The pieces, among the most valuable of the more than 1,400 artworks discovered in Gurlitt’s home in Munich and later in a second home in Salzburg, Austria, can be retrieved this week by the heirs of the Jewish owners from whom they were stolen, The Wall Street Journal reported Tuesday following the decision by the Munich District Court.
The court did not reveal the names of the owners of the artworks — Henri Matisse’s “Woman Sitting in an Armchair” and Max Liebermann’s “Two Riders on the Beach” — or the names of the heirs who will receive them, according to The Associated Press.
The Wall Street Journal reported that the Libermann painting was stolen from David Friedmann, a German-Jewish collector who died in the early 1940s, and the Matisse was stolen in a Nazi raid on a bank vault in France belonging to Paul Rosenberg, a Jewish art dealer.

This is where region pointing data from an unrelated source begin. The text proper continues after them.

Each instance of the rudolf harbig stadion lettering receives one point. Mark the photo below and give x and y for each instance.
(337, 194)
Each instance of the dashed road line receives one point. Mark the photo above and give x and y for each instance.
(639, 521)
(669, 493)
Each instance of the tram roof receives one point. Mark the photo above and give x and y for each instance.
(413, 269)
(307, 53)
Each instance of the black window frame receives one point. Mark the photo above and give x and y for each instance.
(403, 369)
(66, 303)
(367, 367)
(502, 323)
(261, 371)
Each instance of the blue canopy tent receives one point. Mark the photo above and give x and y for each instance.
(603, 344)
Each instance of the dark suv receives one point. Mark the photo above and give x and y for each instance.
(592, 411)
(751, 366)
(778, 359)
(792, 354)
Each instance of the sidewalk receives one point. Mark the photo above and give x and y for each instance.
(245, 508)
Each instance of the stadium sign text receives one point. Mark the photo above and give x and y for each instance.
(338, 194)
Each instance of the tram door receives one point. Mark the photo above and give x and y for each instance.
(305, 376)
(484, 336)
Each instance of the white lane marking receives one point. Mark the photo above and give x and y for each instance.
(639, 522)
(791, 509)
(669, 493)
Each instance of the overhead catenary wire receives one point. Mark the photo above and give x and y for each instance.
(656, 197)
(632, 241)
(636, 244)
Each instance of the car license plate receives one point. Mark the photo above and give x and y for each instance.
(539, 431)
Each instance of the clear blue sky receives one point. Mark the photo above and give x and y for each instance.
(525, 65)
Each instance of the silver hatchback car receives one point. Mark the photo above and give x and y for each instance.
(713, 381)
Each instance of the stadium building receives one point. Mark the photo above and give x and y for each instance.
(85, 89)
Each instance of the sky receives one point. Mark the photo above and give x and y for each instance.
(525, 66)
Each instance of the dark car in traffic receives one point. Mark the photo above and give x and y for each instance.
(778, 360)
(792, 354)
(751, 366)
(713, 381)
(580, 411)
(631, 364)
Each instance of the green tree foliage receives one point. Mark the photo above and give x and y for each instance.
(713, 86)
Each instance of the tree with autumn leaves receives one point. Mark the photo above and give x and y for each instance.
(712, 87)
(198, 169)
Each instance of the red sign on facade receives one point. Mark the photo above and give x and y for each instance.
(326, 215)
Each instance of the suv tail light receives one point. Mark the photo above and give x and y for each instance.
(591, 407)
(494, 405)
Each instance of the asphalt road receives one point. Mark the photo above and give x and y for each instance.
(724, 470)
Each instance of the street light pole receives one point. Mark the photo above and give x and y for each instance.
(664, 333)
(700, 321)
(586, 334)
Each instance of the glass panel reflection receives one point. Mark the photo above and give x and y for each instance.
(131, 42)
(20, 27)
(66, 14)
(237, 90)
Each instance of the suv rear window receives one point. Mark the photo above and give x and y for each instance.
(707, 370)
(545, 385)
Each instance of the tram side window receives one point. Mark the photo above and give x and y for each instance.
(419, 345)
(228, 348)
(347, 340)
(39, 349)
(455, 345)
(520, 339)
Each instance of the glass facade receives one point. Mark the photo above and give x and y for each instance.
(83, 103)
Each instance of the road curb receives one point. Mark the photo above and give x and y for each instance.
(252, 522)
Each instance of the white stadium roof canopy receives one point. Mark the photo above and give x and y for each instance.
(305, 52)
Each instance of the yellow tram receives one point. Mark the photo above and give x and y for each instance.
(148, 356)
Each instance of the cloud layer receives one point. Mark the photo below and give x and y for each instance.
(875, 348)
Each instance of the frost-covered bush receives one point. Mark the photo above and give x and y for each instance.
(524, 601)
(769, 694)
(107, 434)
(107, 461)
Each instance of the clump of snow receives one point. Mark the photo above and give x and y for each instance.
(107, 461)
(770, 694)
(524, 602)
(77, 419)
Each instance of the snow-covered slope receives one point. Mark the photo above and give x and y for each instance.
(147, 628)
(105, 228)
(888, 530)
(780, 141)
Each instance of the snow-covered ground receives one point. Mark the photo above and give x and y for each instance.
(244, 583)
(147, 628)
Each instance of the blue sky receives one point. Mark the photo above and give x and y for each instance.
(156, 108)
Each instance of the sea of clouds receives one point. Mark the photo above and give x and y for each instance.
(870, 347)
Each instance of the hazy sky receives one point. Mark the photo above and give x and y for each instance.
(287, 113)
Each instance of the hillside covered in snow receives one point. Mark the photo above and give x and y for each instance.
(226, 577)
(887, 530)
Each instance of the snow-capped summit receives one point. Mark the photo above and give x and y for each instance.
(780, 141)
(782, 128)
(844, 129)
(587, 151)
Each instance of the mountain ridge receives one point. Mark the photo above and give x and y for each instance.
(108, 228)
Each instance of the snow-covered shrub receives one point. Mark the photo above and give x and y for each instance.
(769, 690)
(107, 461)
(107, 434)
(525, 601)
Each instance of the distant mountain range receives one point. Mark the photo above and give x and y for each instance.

Gurlitt’s father, Hildebrand, was an art dealer on assignment to the Nazis. When Hildebrand Gurlitt died in 1956, his son inherited the collection, which includes works by Picasso, Durer, Renoir, Toulouse-Lautrec, Beckmann and Matisse. The Gurlitt collection, discovered in the course of an investigation for tax evasion, is worth an estimated $1.26 billion.
Last year, Gurlitt signed an agreement with the state of Bavaria and the German federal government in which the provenance of all works would be researched, paving the way for the return of the paintings to the heirs of the rightful owners. The work of the task force searching for possible rightful owners continued after Gurlitt died last May.
Gurlitt left his entire collection to the Kunstmuseum Bern in Switzerland. The museum accepted the collection and promised to participate in the process by which German authorities would attempt to return any looted works to their rightful owners.